Inkers MAGAZINE - Stencil 3.0 in Benares

>MAGAZINE>Tattoopedia>Stencil 3.0 in Benares

Stencil 3.0 in Benares

Partager

Stencil 3.0 à Bénarès

Textes et photos par Stephane Guillerme

« La vie a plus d'imagination que n'en portent nos rêves » écrivait Christophe Colomb. J'ai souvent fait le constat que : « L'Inde a plus d'imagination que n'en portent nos rêves » fonctionnait également super bien. Connaissez-vous le « Stencil 3.0 » ? Non ? Alors suivez-moi jusqu'au bord du Gange, à un jet de pierre, une fumée de chillum de Dasaswamedh ghât, le principal accès de Bénarès sur le Gange, où de nombreux dévots et pèlerins crédules et incrédules atterrissent au terme d'un long voyage sur les routes chaotiques, poussiéreuses et encombrées de Mother India. Une fois à Dasaswamedh ghât, à quelques mètres du fleuve divin, la moksha (libération du cycle des réincarnations) n'est plus qu'à une gorgée d'eau douteuse mais sacrée du Gange, l'idéal étant de mourir le corps immergé dans l'eau du fleuve, et en en avalant une gorgée. Quel challenge ! Ça peut prendre des jours pour pépé et mémé. Life is (sometimes) a bitch … and then ...

Si il ne devait rester qu'une ville dédiée à Shiva en Inde et au monde ce serait inévitablement Bénarès (également appelée Varanasi ou Kashi). Le souffle de vie insufflé par le dieu Shiva anime cette ville millénaire où, au-delà du chaos apparent, règne un ordonnancement réglé comme du papier à musique, chacun à sa place. Encore faut-il le percevoir. Pour un occidental, et depuis des lustres, Bénarès se résumerait plutôt aux écrits d'André Chevrillon qui, dans son ouvrage de 1891 s'intitulant « Dans l'Inde », écrivit : « La première idée quand on arrive à Bénarès, c’est que le délire y est normal. » MDR

Première rue parallèle au Gange, à deux minutes de Dasaswamedh ghât, se rencontre parfois un tatoueur de rue, parfois deux, parfois aucun. Encore faut-il le remarquer dans l'agitation populaire qui règne dans les rues et ruelles grouillantes de la vieille ville shivaïte. Mais mon œil de faucon des plaines ne se laisse pas abuser si facilement et ce fut avec grand plaisir que j'en repérai un, sur le bord de la chaussée sans trottoir ni caniveau apparent. Quelques personnes accroupies sur le bas-côté de la chaussée, quelques oscillations humaines qui passèrent sous mes radars.

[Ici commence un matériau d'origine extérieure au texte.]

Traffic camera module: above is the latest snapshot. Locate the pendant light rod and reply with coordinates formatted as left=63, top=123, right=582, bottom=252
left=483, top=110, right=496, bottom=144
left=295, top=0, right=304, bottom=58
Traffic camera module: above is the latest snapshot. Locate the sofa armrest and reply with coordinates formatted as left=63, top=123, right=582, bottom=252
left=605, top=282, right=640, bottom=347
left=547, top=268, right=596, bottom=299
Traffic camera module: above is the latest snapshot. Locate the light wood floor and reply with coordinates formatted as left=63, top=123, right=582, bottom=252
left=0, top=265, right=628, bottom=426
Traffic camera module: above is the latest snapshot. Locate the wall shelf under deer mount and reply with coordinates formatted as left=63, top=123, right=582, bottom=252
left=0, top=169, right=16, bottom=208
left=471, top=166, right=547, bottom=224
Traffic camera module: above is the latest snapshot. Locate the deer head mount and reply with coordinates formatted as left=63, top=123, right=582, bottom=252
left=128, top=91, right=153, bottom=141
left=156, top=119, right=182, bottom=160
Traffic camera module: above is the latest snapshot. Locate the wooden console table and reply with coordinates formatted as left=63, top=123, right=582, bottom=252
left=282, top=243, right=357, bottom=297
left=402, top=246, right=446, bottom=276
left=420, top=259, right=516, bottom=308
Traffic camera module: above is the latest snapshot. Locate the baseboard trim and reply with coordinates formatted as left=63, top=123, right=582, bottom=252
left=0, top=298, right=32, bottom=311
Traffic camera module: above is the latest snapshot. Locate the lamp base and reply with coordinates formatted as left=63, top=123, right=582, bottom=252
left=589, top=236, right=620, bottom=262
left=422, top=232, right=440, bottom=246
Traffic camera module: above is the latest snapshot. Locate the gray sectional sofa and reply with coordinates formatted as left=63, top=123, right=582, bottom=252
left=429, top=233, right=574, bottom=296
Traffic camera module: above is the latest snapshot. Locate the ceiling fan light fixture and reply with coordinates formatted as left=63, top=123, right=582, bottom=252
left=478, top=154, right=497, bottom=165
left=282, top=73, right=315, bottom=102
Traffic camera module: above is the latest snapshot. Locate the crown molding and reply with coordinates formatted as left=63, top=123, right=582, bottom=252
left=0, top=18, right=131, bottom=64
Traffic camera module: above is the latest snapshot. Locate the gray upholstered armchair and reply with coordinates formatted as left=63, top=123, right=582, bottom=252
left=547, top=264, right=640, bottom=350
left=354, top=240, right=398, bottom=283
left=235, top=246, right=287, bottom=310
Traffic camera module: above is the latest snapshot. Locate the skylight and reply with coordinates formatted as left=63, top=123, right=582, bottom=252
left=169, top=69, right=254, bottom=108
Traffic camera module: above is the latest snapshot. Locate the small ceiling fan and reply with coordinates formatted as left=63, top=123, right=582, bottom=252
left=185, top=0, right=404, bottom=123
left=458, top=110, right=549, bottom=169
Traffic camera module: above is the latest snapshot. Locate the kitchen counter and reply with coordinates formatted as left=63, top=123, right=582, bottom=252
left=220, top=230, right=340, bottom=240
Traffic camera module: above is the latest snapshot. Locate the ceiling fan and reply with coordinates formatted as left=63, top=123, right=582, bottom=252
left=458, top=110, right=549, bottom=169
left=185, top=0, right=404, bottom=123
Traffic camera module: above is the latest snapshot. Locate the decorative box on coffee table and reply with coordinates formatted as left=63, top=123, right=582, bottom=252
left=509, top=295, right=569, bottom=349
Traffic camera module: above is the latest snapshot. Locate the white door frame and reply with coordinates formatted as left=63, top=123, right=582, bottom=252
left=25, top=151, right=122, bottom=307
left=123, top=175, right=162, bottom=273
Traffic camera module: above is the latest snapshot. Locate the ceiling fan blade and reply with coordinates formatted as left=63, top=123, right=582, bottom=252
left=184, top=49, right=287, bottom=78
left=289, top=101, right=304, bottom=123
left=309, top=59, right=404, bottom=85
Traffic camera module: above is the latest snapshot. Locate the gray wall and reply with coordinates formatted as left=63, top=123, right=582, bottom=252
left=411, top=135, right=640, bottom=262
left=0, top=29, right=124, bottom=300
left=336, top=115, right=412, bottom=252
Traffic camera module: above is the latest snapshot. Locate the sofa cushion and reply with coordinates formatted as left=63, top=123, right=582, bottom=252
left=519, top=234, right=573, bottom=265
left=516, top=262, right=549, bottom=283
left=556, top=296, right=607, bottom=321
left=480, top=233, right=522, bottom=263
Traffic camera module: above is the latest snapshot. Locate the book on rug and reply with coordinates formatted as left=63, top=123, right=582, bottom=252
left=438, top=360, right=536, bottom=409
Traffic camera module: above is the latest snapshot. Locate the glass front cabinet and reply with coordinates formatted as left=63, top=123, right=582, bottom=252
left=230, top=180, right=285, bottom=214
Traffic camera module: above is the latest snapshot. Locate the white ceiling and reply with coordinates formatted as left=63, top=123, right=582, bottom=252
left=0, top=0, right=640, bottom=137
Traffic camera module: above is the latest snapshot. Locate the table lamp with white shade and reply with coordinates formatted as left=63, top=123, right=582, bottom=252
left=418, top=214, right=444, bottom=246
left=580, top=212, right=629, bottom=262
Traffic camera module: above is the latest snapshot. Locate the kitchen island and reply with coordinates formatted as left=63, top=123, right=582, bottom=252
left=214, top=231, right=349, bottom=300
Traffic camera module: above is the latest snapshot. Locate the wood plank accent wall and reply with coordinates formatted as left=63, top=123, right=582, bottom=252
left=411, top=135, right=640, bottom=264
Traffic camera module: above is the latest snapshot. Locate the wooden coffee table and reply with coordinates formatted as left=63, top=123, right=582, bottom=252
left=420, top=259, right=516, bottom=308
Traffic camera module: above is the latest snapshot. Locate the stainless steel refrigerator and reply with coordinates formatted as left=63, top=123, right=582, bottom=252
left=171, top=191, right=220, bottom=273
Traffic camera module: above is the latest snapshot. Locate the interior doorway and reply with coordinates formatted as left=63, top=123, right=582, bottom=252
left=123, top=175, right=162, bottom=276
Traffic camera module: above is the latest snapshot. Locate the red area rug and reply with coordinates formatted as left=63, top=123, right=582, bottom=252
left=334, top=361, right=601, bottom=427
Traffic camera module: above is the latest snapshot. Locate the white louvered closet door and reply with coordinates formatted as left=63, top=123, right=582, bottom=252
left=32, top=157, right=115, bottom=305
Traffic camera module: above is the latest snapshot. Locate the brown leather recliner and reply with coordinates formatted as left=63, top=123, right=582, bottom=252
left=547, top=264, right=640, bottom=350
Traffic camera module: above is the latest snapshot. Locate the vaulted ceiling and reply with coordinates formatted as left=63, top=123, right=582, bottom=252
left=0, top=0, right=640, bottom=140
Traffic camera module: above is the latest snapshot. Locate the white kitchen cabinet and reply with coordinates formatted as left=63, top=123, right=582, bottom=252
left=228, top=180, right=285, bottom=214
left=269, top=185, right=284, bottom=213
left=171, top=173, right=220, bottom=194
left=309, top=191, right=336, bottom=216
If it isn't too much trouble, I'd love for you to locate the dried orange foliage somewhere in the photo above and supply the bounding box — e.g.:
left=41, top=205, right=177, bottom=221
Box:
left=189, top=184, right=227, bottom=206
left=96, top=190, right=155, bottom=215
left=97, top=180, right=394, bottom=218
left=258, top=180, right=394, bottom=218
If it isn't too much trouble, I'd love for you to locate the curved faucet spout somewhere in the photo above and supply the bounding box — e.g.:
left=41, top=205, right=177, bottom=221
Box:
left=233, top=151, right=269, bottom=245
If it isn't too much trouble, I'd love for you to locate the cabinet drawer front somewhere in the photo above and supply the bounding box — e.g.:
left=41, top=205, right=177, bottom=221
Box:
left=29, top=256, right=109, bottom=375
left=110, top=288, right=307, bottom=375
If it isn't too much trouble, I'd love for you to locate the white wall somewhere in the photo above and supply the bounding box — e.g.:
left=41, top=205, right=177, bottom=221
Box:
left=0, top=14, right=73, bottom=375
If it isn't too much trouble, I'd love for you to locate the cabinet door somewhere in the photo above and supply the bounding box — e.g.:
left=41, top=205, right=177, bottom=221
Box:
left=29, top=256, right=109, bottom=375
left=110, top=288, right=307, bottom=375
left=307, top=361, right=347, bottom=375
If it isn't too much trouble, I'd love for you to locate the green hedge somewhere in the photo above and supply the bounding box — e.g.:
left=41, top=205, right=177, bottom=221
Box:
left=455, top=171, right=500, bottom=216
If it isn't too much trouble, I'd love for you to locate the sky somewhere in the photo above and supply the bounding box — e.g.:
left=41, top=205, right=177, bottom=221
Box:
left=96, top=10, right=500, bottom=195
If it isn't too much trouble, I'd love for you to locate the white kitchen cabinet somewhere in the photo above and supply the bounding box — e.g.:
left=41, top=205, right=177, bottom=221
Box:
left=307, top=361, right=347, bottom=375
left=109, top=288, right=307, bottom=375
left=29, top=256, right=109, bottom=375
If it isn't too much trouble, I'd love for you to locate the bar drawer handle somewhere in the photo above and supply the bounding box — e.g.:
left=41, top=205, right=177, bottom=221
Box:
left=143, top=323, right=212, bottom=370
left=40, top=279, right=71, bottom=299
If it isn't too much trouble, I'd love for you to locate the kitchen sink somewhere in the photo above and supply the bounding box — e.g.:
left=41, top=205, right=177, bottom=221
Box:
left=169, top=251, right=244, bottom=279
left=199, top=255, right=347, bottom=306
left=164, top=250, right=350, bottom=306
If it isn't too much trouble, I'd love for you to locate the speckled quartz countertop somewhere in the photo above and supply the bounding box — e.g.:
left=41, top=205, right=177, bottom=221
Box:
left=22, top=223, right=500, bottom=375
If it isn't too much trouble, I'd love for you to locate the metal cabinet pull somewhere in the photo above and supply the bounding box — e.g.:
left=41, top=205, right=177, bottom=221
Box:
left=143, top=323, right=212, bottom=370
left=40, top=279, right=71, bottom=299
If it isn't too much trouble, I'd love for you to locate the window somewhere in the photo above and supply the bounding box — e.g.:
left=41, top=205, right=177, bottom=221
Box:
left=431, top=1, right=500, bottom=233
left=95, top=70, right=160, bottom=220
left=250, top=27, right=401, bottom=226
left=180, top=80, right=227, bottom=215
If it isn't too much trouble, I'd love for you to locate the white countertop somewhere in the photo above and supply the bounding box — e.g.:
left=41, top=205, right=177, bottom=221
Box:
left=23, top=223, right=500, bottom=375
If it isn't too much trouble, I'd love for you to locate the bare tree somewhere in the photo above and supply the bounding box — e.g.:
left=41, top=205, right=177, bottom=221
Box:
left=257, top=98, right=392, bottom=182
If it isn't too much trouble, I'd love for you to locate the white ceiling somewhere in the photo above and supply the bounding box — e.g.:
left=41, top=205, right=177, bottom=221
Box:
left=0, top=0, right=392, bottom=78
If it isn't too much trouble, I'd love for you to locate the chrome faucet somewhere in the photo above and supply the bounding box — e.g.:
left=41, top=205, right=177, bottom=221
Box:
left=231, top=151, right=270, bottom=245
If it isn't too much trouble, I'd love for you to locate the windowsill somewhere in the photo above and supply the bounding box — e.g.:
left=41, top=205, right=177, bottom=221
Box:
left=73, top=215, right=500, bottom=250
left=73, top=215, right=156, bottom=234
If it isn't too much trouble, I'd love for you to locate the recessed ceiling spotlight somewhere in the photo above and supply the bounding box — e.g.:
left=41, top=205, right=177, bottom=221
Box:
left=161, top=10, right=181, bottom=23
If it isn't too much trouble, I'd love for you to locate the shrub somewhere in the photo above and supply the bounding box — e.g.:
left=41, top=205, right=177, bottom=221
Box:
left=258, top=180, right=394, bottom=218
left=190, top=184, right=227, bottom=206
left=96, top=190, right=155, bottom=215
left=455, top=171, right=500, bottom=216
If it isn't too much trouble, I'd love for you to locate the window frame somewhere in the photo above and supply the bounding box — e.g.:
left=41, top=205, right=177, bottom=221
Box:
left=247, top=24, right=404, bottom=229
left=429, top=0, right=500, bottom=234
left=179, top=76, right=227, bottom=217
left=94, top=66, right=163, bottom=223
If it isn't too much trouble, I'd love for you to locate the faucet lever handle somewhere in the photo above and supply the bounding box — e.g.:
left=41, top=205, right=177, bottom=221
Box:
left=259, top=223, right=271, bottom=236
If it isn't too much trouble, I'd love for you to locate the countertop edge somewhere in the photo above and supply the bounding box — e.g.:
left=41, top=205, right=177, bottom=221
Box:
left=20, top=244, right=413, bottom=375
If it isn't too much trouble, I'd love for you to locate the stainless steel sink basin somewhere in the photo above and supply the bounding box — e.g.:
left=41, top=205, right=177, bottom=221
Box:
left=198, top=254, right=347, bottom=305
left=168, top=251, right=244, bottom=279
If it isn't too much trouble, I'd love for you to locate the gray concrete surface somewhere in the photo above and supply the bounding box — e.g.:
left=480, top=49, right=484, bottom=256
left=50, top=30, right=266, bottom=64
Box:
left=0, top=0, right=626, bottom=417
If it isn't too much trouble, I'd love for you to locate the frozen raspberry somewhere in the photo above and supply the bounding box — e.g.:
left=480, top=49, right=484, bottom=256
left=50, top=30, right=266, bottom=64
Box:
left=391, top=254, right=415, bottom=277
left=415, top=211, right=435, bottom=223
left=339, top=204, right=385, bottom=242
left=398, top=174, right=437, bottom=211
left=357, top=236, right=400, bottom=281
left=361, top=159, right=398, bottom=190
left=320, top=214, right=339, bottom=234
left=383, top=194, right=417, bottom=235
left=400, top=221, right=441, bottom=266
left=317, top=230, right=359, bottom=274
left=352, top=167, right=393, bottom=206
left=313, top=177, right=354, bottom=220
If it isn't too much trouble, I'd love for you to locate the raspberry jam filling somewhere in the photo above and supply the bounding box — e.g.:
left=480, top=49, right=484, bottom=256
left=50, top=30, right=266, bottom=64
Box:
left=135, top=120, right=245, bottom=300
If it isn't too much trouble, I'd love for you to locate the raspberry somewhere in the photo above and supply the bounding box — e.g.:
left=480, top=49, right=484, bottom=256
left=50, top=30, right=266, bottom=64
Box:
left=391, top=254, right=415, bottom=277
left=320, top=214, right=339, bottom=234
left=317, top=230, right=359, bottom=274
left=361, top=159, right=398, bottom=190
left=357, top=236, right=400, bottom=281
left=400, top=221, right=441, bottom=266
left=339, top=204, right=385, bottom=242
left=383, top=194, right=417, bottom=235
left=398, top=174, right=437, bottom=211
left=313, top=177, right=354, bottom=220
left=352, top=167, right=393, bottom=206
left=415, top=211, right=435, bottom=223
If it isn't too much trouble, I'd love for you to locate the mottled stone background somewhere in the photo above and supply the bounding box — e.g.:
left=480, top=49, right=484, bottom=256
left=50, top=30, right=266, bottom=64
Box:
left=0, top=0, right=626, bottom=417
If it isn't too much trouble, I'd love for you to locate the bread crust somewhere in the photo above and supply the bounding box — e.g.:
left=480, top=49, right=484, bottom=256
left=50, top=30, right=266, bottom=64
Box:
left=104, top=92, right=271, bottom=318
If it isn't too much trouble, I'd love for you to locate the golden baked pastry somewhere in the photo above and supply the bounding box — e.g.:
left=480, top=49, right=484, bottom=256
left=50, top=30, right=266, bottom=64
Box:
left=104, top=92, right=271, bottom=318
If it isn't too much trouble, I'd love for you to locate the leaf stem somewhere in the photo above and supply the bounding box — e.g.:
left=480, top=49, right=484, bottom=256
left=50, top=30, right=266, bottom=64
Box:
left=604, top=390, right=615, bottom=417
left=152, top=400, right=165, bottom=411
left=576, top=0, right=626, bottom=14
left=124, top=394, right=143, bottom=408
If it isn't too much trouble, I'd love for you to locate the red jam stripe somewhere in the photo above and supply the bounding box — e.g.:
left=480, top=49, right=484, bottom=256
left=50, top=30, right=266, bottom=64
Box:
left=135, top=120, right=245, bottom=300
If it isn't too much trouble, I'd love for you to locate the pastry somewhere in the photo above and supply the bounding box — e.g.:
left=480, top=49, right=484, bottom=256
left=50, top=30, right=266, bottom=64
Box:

Sur le côté de la chaussée quelque peu défoncée, un tatoueur de rue discutait en compagnie de trois personnes. Comme à mon habitude je me tapais l'incruste, gentillement, mine de rien bien évidemment. L'artisan était un gars des campagnes environnantes profitant de la manne touristique (indienne) pour tirer quelques revenus de la situation. Deux trois conseils prodigués par son cousin ayant tatoué une fois dans ses rêves, suffit à mettre en confiance ce gars plein de bonne volonté. Le catalogue de son offre graphico-tatouagique se résumait à quelques feuilles de designs pompés sur internet, et qui semblaient hors d'atteinte artistique de notre tatoueur en culotte courte. Mais les seules limites existantes sont celles que nous nous infligeons … et le gars des campagnes de Bénarès, n'ayant pas connaissance de ce précepte, en tirait inconsciemment et innocemment une force d'action. No limit brother. Et puis après tout qu'est-ce que le tatouage sinon notre pensée et nos croyances du moment sur le sujet. Il m'est arrivé plus d'une fois en Inde de devoir demander à une personne ce que représentait son tatouage qui, de prime abord, ressemblait absolument à rien. Que ce soit des Shiva, des Hanuman ou quelconque dieux méconnaissables les tatoués semblaient néanmoins toujours réjouis. Lorsqu'un tatoueur t'affirme t'avoir tatoué un Shiva (ou autres), pour le tatoué, quoique puisse être le résultat visuel final, il n'y verra jamais que le dieu qu'on lui aura dit avoir tatoué. Conception bien éloignée de nos préoccupations esthétiques et « stylish ». La puissance de l'imagination indienne est sans limite.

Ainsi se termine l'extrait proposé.